同じく後を追ってきた様子のジェーンも、その無防備な背中に斬りかかろうとはしなかった。
カルサも、クリア姫も。
誰もが口を閉ざしている中、それでも空気を読まないのが約1名。
「見たところ仮死状態だな」
思案顔で棺の中をのぞき込み、ファイはそこに横たわる男の様子をしげしげと観察している。
「食事もとらずに眠っていたということか? だとすれば間違いなく魔法の力であろうが……、ふうむ……」
しばし唸っていたかと思えば、ふいにカルサの方を見て、
「おい、小僧。そこの娘の父親が、7年前に魔女に願い事をしたと言ったな?」
カルサは戸惑いながらもうなずいた。
「あ、うん。言ったけど」
「で、その父親というのが、この男であると」
「うん。そうらしいけど」
「そうか。つまりは、その願いの代償としてこうなっているわけだな。失ったのは意識か、魂か。体は生きているということは、寿命は残っているはず……」
ぶつぶつと1人つぶやくファイを、その場の誰もが声もなく見つめている。
床にうずくまっていたゼオも顔を上げている。
彼にしてみれば、ファイは初めて会う人間だ。一見すると美少女、しかし言葉遣いや仕草はそれらしくない。
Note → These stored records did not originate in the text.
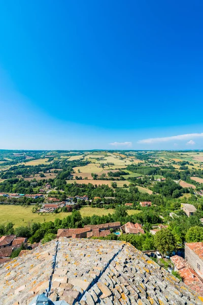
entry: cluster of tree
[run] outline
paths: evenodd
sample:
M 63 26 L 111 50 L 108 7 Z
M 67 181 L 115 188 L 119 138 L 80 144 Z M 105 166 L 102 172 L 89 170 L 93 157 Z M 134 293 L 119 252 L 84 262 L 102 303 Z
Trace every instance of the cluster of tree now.
M 109 177 L 120 177 L 120 176 L 124 176 L 127 174 L 128 173 L 124 172 L 123 170 L 119 170 L 114 173 L 110 171 L 108 173 Z
M 171 178 L 168 178 L 165 182 L 157 182 L 155 184 L 153 191 L 155 193 L 159 193 L 164 196 L 171 196 L 173 198 L 177 198 L 181 196 L 182 193 L 185 193 L 186 190 Z M 189 193 L 188 190 L 187 192 Z
M 158 173 L 160 168 L 153 166 L 138 166 L 131 164 L 128 165 L 126 169 L 133 173 L 141 174 L 141 175 L 157 175 L 159 174 Z

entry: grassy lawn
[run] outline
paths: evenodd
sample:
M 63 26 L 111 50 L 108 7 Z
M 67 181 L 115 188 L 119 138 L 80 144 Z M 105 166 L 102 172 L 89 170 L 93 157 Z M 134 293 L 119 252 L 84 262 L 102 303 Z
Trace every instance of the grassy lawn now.
M 0 224 L 12 222 L 15 224 L 15 227 L 20 226 L 26 226 L 29 222 L 43 223 L 45 221 L 54 221 L 55 218 L 62 219 L 70 215 L 71 213 L 60 212 L 58 214 L 44 214 L 38 215 L 32 213 L 32 206 L 23 207 L 19 205 L 0 205 Z M 92 216 L 94 214 L 101 216 L 108 215 L 109 213 L 113 214 L 114 209 L 110 208 L 99 208 L 97 207 L 84 207 L 80 210 L 82 217 L 85 216 Z M 136 210 L 128 210 L 127 212 L 129 215 L 136 214 L 140 211 Z
M 143 188 L 142 187 L 140 187 L 139 186 L 136 186 L 136 188 L 138 188 L 139 191 L 141 193 L 148 193 L 150 195 L 153 193 L 152 191 L 151 190 L 146 189 L 145 188 Z
M 80 175 L 80 174 L 78 174 L 78 175 Z M 113 181 L 112 180 L 93 180 L 93 179 L 88 179 L 88 180 L 66 180 L 67 184 L 72 184 L 74 183 L 74 182 L 76 182 L 76 183 L 78 183 L 79 184 L 86 184 L 88 185 L 88 183 L 91 183 L 91 184 L 95 185 L 96 185 L 98 186 L 100 185 L 100 186 L 103 184 L 106 185 L 107 186 L 109 186 L 110 188 L 111 187 L 111 184 L 113 182 L 115 182 L 117 184 L 118 188 L 123 188 L 123 185 L 126 184 L 127 186 L 128 186 L 130 184 L 130 182 L 128 181 L 125 181 L 124 180 L 116 180 Z
M 134 214 L 138 214 L 142 211 L 139 210 L 127 210 L 127 212 L 128 215 L 134 215 Z

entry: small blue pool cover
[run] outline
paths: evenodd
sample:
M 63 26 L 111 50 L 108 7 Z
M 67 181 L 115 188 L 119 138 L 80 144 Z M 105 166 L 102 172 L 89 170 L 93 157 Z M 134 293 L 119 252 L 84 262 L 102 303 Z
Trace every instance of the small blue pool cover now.
M 37 295 L 29 305 L 54 305 L 54 303 L 46 296 L 44 293 Z

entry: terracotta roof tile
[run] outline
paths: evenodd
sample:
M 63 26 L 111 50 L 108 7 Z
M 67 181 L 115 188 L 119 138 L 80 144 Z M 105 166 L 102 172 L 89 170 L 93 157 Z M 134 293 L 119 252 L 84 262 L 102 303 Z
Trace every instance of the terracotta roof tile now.
M 199 242 L 188 242 L 185 244 L 185 246 L 192 250 L 201 260 L 203 260 L 203 242 L 201 241 Z
M 184 283 L 199 295 L 203 296 L 203 280 L 184 258 L 175 255 L 171 258 Z
M 109 223 L 108 224 L 101 224 L 100 225 L 87 225 L 84 226 L 84 228 L 91 228 L 91 229 L 105 229 L 110 228 L 114 227 L 120 227 L 120 222 L 117 222 L 114 223 Z
M 13 247 L 12 246 L 0 249 L 0 257 L 8 257 L 11 256 L 13 249 Z
M 0 238 L 0 247 L 3 246 L 10 245 L 13 239 L 15 238 L 16 235 L 10 235 L 3 236 Z

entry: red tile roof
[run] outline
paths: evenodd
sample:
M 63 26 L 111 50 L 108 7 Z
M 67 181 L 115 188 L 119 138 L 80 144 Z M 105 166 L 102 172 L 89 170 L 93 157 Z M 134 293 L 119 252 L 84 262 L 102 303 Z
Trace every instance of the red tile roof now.
M 0 249 L 0 257 L 8 257 L 11 256 L 13 247 L 12 246 Z
M 16 235 L 10 235 L 3 236 L 0 238 L 0 247 L 10 245 L 15 238 Z
M 57 208 L 58 206 L 57 204 L 52 204 L 50 203 L 50 204 L 45 204 L 44 205 L 45 208 L 48 208 L 52 207 L 53 208 Z
M 184 284 L 203 296 L 203 280 L 201 278 L 182 257 L 175 255 L 171 259 L 183 278 Z
M 108 224 L 101 224 L 100 225 L 87 225 L 84 226 L 84 228 L 91 228 L 91 229 L 108 229 L 114 228 L 114 227 L 120 227 L 120 222 L 117 222 L 114 223 L 109 223 Z
M 152 205 L 151 201 L 141 201 L 140 203 L 142 206 L 151 206 Z
M 142 225 L 138 223 L 134 224 L 128 222 L 121 227 L 121 230 L 123 229 L 125 231 L 126 228 L 128 229 L 129 234 L 145 234 L 145 231 L 142 228 Z
M 191 250 L 198 255 L 198 256 L 203 260 L 203 242 L 188 242 L 185 245 L 188 247 Z
M 27 254 L 30 250 L 21 250 L 18 255 L 18 256 L 22 256 L 22 255 L 25 255 Z
M 58 229 L 57 237 L 71 237 L 72 235 L 77 235 L 82 233 L 85 233 L 91 231 L 89 227 L 81 228 L 79 229 Z M 75 236 L 74 236 L 75 237 Z
M 23 242 L 26 242 L 27 238 L 26 237 L 16 237 L 13 240 L 12 246 L 21 245 Z
M 32 249 L 35 249 L 36 248 L 39 246 L 40 243 L 40 242 L 37 242 L 36 243 L 33 243 L 33 245 L 32 245 L 31 246 L 32 247 Z
M 12 259 L 10 258 L 10 257 L 6 257 L 5 258 L 0 258 L 0 265 L 4 264 L 5 263 L 8 263 L 8 262 L 10 262 L 11 260 L 12 260 Z

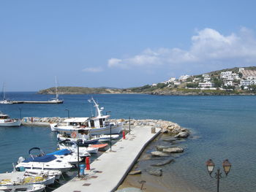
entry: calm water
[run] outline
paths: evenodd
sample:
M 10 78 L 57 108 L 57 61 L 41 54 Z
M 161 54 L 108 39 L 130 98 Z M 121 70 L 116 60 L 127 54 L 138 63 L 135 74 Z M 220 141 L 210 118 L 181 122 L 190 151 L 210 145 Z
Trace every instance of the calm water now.
M 7 93 L 17 100 L 47 100 L 51 96 L 34 93 Z M 87 95 L 64 95 L 64 103 L 50 104 L 0 105 L 0 110 L 20 117 L 90 116 Z M 227 179 L 220 181 L 222 191 L 255 191 L 256 183 L 256 97 L 255 96 L 169 96 L 150 95 L 94 95 L 105 111 L 113 118 L 154 118 L 171 120 L 190 128 L 194 139 L 181 143 L 185 153 L 165 166 L 164 179 L 157 179 L 165 188 L 188 191 L 191 186 L 202 191 L 216 191 L 205 162 L 212 158 L 221 168 L 223 160 L 232 164 Z M 94 111 L 93 111 L 94 112 Z M 196 139 L 195 139 L 196 138 Z M 0 128 L 0 172 L 12 170 L 12 163 L 27 156 L 32 147 L 46 152 L 56 148 L 56 134 L 49 128 Z M 170 180 L 167 182 L 166 178 Z M 169 188 L 176 185 L 176 188 Z M 180 188 L 179 186 L 181 186 Z

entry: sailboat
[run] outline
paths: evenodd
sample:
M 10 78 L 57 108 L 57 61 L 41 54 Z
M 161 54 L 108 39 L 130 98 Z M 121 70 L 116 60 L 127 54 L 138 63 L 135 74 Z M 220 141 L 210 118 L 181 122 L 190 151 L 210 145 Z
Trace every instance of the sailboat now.
M 0 101 L 0 104 L 13 104 L 12 101 L 5 98 L 5 85 L 3 85 L 3 100 Z
M 59 99 L 59 94 L 58 94 L 58 85 L 57 85 L 57 77 L 55 77 L 55 90 L 56 90 L 56 96 L 55 98 L 53 98 L 48 101 L 49 103 L 51 104 L 63 104 L 64 100 L 60 100 Z

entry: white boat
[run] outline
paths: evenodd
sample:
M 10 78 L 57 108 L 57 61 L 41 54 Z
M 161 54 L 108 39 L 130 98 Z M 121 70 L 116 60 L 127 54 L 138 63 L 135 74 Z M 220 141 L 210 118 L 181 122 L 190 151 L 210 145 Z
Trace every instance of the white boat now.
M 0 185 L 0 192 L 41 192 L 45 188 L 45 185 L 41 184 L 6 185 Z
M 20 119 L 11 119 L 8 115 L 0 112 L 0 126 L 19 126 L 21 120 Z
M 50 99 L 48 102 L 51 104 L 63 104 L 64 100 L 60 100 L 59 99 L 57 77 L 55 78 L 55 90 L 56 94 L 56 97 Z
M 67 149 L 61 149 L 53 153 L 48 153 L 47 155 L 53 155 L 58 158 L 67 161 L 70 164 L 78 164 L 78 153 L 72 153 L 72 151 Z M 82 161 L 83 159 L 80 157 L 79 157 L 79 162 Z
M 118 139 L 119 135 L 118 134 L 101 134 L 97 136 L 97 138 L 99 138 L 99 142 L 109 142 L 111 139 Z
M 3 100 L 0 101 L 0 104 L 13 104 L 12 101 L 5 97 L 5 85 L 3 85 Z
M 60 149 L 67 149 L 74 153 L 78 153 L 78 145 L 74 142 L 70 142 L 68 140 L 61 141 L 59 143 L 59 147 Z M 98 147 L 79 147 L 79 156 L 86 156 L 85 154 L 89 153 L 97 153 L 99 150 Z M 83 155 L 84 154 L 84 155 Z M 87 156 L 87 155 L 86 155 Z
M 20 157 L 18 161 L 18 164 L 15 166 L 16 169 L 42 169 L 59 170 L 62 172 L 66 172 L 70 170 L 72 166 L 67 161 L 59 159 L 53 155 L 39 155 L 34 156 L 31 155 L 32 150 L 39 150 L 38 147 L 33 147 L 30 149 L 29 154 L 31 158 L 25 159 Z
M 102 115 L 103 107 L 99 108 L 99 104 L 93 98 L 89 100 L 93 102 L 96 108 L 96 115 L 93 118 L 72 118 L 64 120 L 66 125 L 54 123 L 51 126 L 52 130 L 56 130 L 61 135 L 66 135 L 68 138 L 82 139 L 90 131 L 91 135 L 118 134 L 122 130 L 122 122 L 110 122 L 110 115 Z

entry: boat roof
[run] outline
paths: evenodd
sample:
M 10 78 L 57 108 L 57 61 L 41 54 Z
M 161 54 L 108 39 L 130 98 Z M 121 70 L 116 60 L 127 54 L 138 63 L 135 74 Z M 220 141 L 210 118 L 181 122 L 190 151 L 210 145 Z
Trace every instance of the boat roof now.
M 56 150 L 50 153 L 48 153 L 47 155 L 69 155 L 70 153 L 71 152 L 69 150 L 68 150 L 67 149 L 64 149 L 64 150 Z
M 6 116 L 9 116 L 9 115 L 4 114 L 4 112 L 2 112 L 1 111 L 0 111 L 0 116 L 1 116 L 1 117 L 6 117 Z
M 29 162 L 50 162 L 56 159 L 56 157 L 53 155 L 46 155 L 42 157 L 36 157 L 36 158 L 28 158 L 25 159 L 23 163 L 29 163 Z
M 79 122 L 85 122 L 88 119 L 89 119 L 89 118 L 72 118 L 65 119 L 64 120 L 64 122 L 65 122 L 65 123 L 79 123 Z
M 95 119 L 102 119 L 102 118 L 110 118 L 110 115 L 102 115 L 102 116 L 100 116 L 100 117 L 94 117 L 94 118 L 91 118 L 91 119 L 93 120 L 95 120 Z

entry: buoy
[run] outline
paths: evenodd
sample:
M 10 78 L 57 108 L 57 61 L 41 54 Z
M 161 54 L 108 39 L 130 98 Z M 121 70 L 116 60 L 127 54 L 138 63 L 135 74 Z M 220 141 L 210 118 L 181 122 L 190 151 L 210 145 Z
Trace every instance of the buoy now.
M 124 130 L 123 131 L 123 139 L 125 139 L 125 132 L 124 132 Z

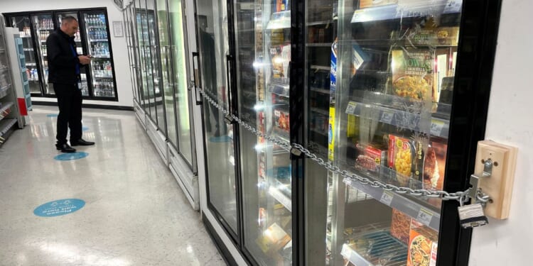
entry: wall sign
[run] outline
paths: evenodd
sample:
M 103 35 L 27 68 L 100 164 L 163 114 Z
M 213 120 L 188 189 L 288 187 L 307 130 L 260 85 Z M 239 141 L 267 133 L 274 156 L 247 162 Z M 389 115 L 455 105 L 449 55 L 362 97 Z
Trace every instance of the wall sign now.
M 53 217 L 72 214 L 85 206 L 79 199 L 63 199 L 47 202 L 33 210 L 33 214 L 41 217 Z
M 113 21 L 113 36 L 124 37 L 122 21 Z

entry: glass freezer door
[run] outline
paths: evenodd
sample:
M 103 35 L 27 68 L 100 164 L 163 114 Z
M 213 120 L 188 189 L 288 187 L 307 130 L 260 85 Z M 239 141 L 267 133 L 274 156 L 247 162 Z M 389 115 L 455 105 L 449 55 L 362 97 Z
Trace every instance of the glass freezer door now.
M 30 92 L 32 94 L 41 94 L 41 83 L 39 82 L 39 74 L 37 70 L 38 60 L 35 51 L 31 36 L 31 21 L 29 16 L 18 16 L 11 17 L 11 26 L 18 29 L 22 45 L 24 50 L 26 58 L 26 69 L 28 74 L 28 81 L 30 86 Z
M 82 18 L 87 48 L 93 57 L 89 70 L 92 94 L 95 97 L 114 98 L 116 89 L 107 18 L 104 12 L 92 11 L 82 13 Z
M 289 143 L 291 11 L 286 1 L 236 1 L 239 115 Z M 244 246 L 261 265 L 292 264 L 290 153 L 241 131 Z
M 227 6 L 224 1 L 208 0 L 197 0 L 196 5 L 201 89 L 227 109 Z M 203 113 L 208 205 L 233 240 L 239 241 L 232 126 L 227 126 L 224 113 L 207 101 Z
M 442 190 L 461 2 L 339 1 L 330 126 L 331 155 L 341 170 L 398 187 Z M 331 186 L 336 215 L 330 265 L 436 263 L 439 200 L 338 174 Z
M 172 70 L 174 81 L 174 99 L 176 101 L 179 152 L 190 165 L 195 165 L 193 151 L 193 135 L 192 135 L 190 116 L 190 96 L 188 88 L 187 64 L 188 58 L 184 34 L 185 18 L 183 1 L 168 1 L 168 16 L 171 23 L 171 50 L 172 53 Z M 193 168 L 195 167 L 193 166 Z
M 80 34 L 80 28 L 81 28 L 82 23 L 80 23 L 80 18 L 77 16 L 77 12 L 62 12 L 56 13 L 56 23 L 58 27 L 60 27 L 63 18 L 70 16 L 73 16 L 78 21 L 78 29 L 76 34 L 74 35 L 74 41 L 76 43 L 76 52 L 78 55 L 86 55 L 85 51 L 83 50 L 83 44 L 82 43 L 82 38 Z M 88 67 L 80 66 L 80 76 L 82 80 L 82 87 L 80 88 L 82 90 L 82 95 L 84 96 L 88 96 L 89 94 L 89 84 L 87 80 L 87 73 Z
M 46 55 L 46 38 L 54 31 L 54 21 L 51 13 L 31 16 L 33 24 L 33 36 L 37 49 L 37 75 L 41 80 L 44 94 L 54 94 L 51 84 L 48 84 L 48 60 Z

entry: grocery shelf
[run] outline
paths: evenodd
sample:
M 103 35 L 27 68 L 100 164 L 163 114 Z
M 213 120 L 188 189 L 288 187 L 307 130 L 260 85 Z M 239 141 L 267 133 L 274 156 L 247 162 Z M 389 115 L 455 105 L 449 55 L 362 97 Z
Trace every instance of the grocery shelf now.
M 308 22 L 306 26 L 318 26 L 318 25 L 328 25 L 333 23 L 333 20 L 322 21 L 313 21 Z
M 425 207 L 420 203 L 404 195 L 385 191 L 380 187 L 363 184 L 350 177 L 345 177 L 343 181 L 346 184 L 369 194 L 382 204 L 409 215 L 435 231 L 438 231 L 441 221 L 441 212 L 439 211 Z
M 0 88 L 0 98 L 4 98 L 6 96 L 6 95 L 9 94 L 10 92 L 9 88 L 11 88 L 11 84 L 7 84 L 1 88 Z
M 325 70 L 325 71 L 331 70 L 331 67 L 324 67 L 322 65 L 311 65 L 311 68 L 313 70 Z
M 0 135 L 3 136 L 17 123 L 16 118 L 4 119 L 0 121 Z
M 311 111 L 313 111 L 313 112 L 321 113 L 321 114 L 323 114 L 324 116 L 329 116 L 330 115 L 330 112 L 328 112 L 328 111 L 327 111 L 325 110 L 322 110 L 322 109 L 318 109 L 318 108 L 311 107 Z
M 321 88 L 317 88 L 317 87 L 311 87 L 311 90 L 313 91 L 313 92 L 323 93 L 323 94 L 329 94 L 330 93 L 330 92 L 329 89 L 321 89 Z
M 346 108 L 346 113 L 416 131 L 424 131 L 422 126 L 431 123 L 429 133 L 432 135 L 448 138 L 450 129 L 448 120 L 431 117 L 431 113 L 424 115 L 424 110 L 420 113 L 357 101 L 350 101 Z
M 289 197 L 285 196 L 285 194 L 277 188 L 271 186 L 269 188 L 269 194 L 281 203 L 281 205 L 285 206 L 285 209 L 289 210 L 289 211 L 292 212 L 292 201 Z
M 266 24 L 267 30 L 277 30 L 291 28 L 291 11 L 281 11 L 272 13 L 272 19 Z
M 435 10 L 443 10 L 443 13 L 461 12 L 461 6 L 446 6 L 448 0 L 436 0 L 417 4 L 416 6 L 409 6 L 409 9 L 402 8 L 399 4 L 390 4 L 369 7 L 354 11 L 351 22 L 361 23 L 368 21 L 385 21 L 410 17 L 420 17 L 432 14 Z M 446 8 L 445 8 L 446 6 Z
M 0 108 L 0 120 L 4 119 L 4 118 L 9 115 L 9 113 L 11 112 L 12 106 L 13 106 L 13 103 L 9 102 L 4 106 L 3 106 L 2 108 Z
M 330 47 L 331 43 L 306 43 L 306 47 Z
M 343 245 L 340 255 L 355 265 L 405 265 L 407 246 L 385 231 L 364 233 L 357 239 L 367 239 L 372 245 Z

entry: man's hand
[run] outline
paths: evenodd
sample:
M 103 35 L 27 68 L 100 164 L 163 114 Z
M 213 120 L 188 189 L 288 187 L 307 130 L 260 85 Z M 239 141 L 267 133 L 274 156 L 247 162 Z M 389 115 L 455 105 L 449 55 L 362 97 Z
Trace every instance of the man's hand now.
M 91 62 L 91 57 L 87 55 L 78 55 L 77 59 L 80 60 L 80 64 L 87 65 Z

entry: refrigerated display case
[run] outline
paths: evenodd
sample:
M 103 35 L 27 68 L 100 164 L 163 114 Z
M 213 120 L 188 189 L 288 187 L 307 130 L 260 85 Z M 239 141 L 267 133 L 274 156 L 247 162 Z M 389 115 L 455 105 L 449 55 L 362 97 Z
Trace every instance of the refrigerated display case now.
M 80 13 L 85 30 L 83 34 L 86 39 L 85 47 L 88 50 L 86 53 L 92 56 L 89 76 L 91 78 L 93 96 L 99 98 L 116 98 L 114 66 L 107 16 L 104 12 L 98 11 L 82 11 Z M 82 74 L 82 80 L 84 76 L 86 75 Z
M 228 3 L 229 48 L 217 47 L 217 64 L 200 64 L 205 83 L 212 70 L 205 65 L 226 62 L 217 74 L 227 79 L 217 81 L 227 80 L 228 89 L 199 86 L 254 129 L 227 118 L 234 138 L 226 148 L 235 153 L 227 157 L 236 160 L 217 168 L 212 162 L 223 157 L 205 135 L 203 189 L 215 217 L 205 221 L 225 229 L 211 232 L 231 240 L 217 240 L 226 254 L 249 265 L 465 265 L 471 230 L 459 226 L 458 202 L 416 194 L 468 187 L 483 138 L 499 5 Z M 198 4 L 196 13 L 210 9 Z M 200 57 L 213 54 L 204 40 Z M 204 128 L 212 108 L 204 101 Z M 234 163 L 235 179 L 212 176 Z M 212 202 L 222 191 L 237 194 L 235 228 L 221 215 L 226 201 Z
M 15 92 L 15 81 L 12 78 L 18 76 L 21 71 L 18 60 L 23 58 L 16 49 L 8 48 L 8 42 L 13 42 L 14 45 L 13 38 L 13 34 L 6 33 L 4 17 L 0 15 L 0 146 L 15 128 L 23 127 Z M 11 57 L 14 57 L 11 62 L 16 65 L 11 64 Z M 18 79 L 20 82 L 20 78 Z
M 278 1 L 236 1 L 239 116 L 289 143 L 291 10 Z M 292 263 L 292 162 L 284 147 L 241 128 L 244 247 L 261 265 Z
M 450 160 L 458 156 L 450 145 L 461 142 L 451 138 L 451 130 L 458 130 L 451 125 L 462 123 L 452 113 L 461 116 L 453 94 L 462 92 L 454 88 L 470 78 L 464 69 L 468 67 L 459 52 L 460 36 L 475 29 L 465 23 L 463 7 L 463 1 L 453 0 L 339 1 L 330 159 L 351 176 L 336 172 L 328 179 L 330 212 L 335 214 L 326 233 L 330 265 L 452 265 L 453 248 L 445 243 L 458 232 L 450 234 L 446 227 L 457 220 L 444 216 L 453 217 L 456 210 L 446 211 L 438 199 L 357 179 L 416 192 L 454 192 L 445 184 L 465 183 L 468 173 L 453 177 L 448 171 L 457 168 Z M 483 113 L 478 115 L 475 119 L 483 120 Z M 465 160 L 472 156 L 458 155 Z
M 79 55 L 91 55 L 92 62 L 80 67 L 83 99 L 117 101 L 114 65 L 109 21 L 104 9 L 20 12 L 6 14 L 8 23 L 18 28 L 26 52 L 26 68 L 32 96 L 53 97 L 53 84 L 48 82 L 46 38 L 60 27 L 62 18 L 71 16 L 78 21 L 75 36 Z
M 33 36 L 35 48 L 37 52 L 37 61 L 39 67 L 37 67 L 38 74 L 37 75 L 43 88 L 45 95 L 54 94 L 52 84 L 48 84 L 48 61 L 46 55 L 46 38 L 50 33 L 54 31 L 54 21 L 52 13 L 43 13 L 31 15 L 32 25 L 33 26 Z
M 29 16 L 16 16 L 11 18 L 7 25 L 18 28 L 26 57 L 26 69 L 28 81 L 31 94 L 41 93 L 41 83 L 39 82 L 38 61 L 36 51 L 34 49 L 35 44 L 32 38 L 32 27 Z

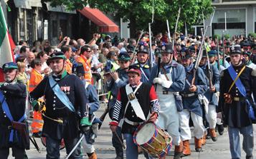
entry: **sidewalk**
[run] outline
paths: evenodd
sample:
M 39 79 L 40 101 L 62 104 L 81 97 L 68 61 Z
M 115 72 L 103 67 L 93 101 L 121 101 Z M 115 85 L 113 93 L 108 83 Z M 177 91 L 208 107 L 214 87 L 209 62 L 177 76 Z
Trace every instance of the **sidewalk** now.
M 104 106 L 102 105 L 101 108 L 96 113 L 97 116 L 100 116 L 104 112 Z M 109 129 L 108 123 L 110 119 L 108 116 L 106 116 L 104 123 L 99 130 L 99 134 L 96 138 L 95 143 L 95 148 L 96 149 L 96 153 L 98 159 L 115 159 L 115 149 L 112 146 L 111 143 L 111 132 Z M 256 126 L 254 125 L 254 128 L 256 130 Z M 242 139 L 242 137 L 240 138 Z M 41 153 L 39 153 L 34 148 L 34 145 L 31 143 L 31 149 L 27 151 L 29 158 L 30 159 L 42 159 L 45 158 L 46 156 L 46 149 L 42 145 L 41 140 L 39 139 L 37 140 L 39 148 L 41 148 Z M 196 153 L 194 150 L 194 137 L 190 140 L 191 142 L 191 155 L 188 157 L 184 158 L 184 159 L 196 159 L 196 158 L 204 158 L 204 159 L 227 159 L 231 158 L 229 148 L 229 138 L 225 129 L 225 133 L 222 136 L 218 136 L 218 140 L 215 143 L 212 141 L 212 140 L 207 140 L 207 145 L 203 147 L 203 150 L 201 153 Z M 255 143 L 256 140 L 255 140 Z M 241 143 L 242 146 L 242 143 Z M 174 148 L 173 146 L 171 150 L 171 154 L 166 157 L 166 159 L 173 158 L 174 156 Z M 11 153 L 10 153 L 11 154 Z M 256 157 L 256 150 L 254 150 L 254 156 Z M 60 152 L 60 158 L 65 158 L 65 149 Z M 83 158 L 87 158 L 86 155 L 83 156 Z M 139 155 L 139 159 L 145 158 L 143 155 Z M 245 154 L 242 151 L 242 158 L 245 158 Z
率直に言って、怪しい人物である。それが目の前でわけのわからないことを話しつつ、眠る友人の様子を無遠慮に観察しているわけで。
「おい、てめえ。……何者だ」
ゆっくりと立ち上がるゼオ。そのまなざしに宿る敵意に、臆するようなファイではなく。呼びかけもスルーして、
「ふむ、同じだな」
やがて何らかの結論に達した様子で、ぽんと手を打った。
「願いの代償によって、失われた魂。この男の意識が戻ることは2度とない」
「おい」
ゼオが1歩近づく。それでもファイはマイペースに話を続ける。
「この体は、いわば抜け殻だ。……で、あるならば」
くるりとその顔を私の方に向けて、
「我が使っても、別に構わぬであろう? 以前にも言った通り、この小娘の体は我には不便過ぎる。やはり、慣れ親しんだ男の体の方が何かと都合がよいのだ」
「…………」
「若いというほどではないが、年老いてもおらぬ。体も健康そうだ。何と言っても、研究には体力が必要だからな。この体ならば及第点だ。我の新たな器としてふさわしい」
「…………」
彼が、何を言っているのか。
ショックで呆然としている私の頭では、理解することなど到底不可能だった。
私だけじゃない。その場の誰もが理解不能だったのだろう。
ゼオでさえ止められなかった。ファイが、石棺の中で眠る父の体にその手をのばすのを――。